Two collections of essays written by women about things they were not told became best sellers in Canada. Dropped Threads (2001) and Dropped Threads 2 (2003) were edited by Shields and her friend and colleague Marjorie Anderson.
Death and legacy
Carol Shields passed away in 2003 from breast cancer at the age of 68 in Victoria. After her death, six of her short stories were adapted by Shaftesbury Films into a dramatic anthology series called The Shields Stories. Her earlier short story collections were republished as Collected Stories of Carol Shields in 2005. Films based on her novels include Swann (1996) and The Republic of Love (2003). Her final novel, Unless, was adapted into a play in 2016 by Alan Gilsenan.

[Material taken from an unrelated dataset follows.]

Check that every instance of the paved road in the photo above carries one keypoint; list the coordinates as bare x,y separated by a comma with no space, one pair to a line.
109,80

Shields' eldest daughter, Anne Giardini, is also a writer. Giardini has written for the National Post as a columnist and has published her first novel, The Sad Truth About Happiness. Her second novel, Advice for Italian Boys, was published in 2009. Giardini and her son, Nicholas, edited a book of Shields' thoughts and advice on writing, Startle and Illuminate, which was published in 2016.
Shields' youngest daughter, Sara Cassidy, has written many children's books and young adult novels, including Slick (2010), Windfall (2011), A Boy Named Queen (2016), and Nevers (2019), which was nominated for the Governor General's Award for young people's literature.
In 2020, the Carol Shields Prize for Fiction was created as a new literary award to honor writing by Canadian and American women and non-binary authors. In 2022, Shields was inducted into the Chicago Literary Hall of Fame after she died for her contributions as an author.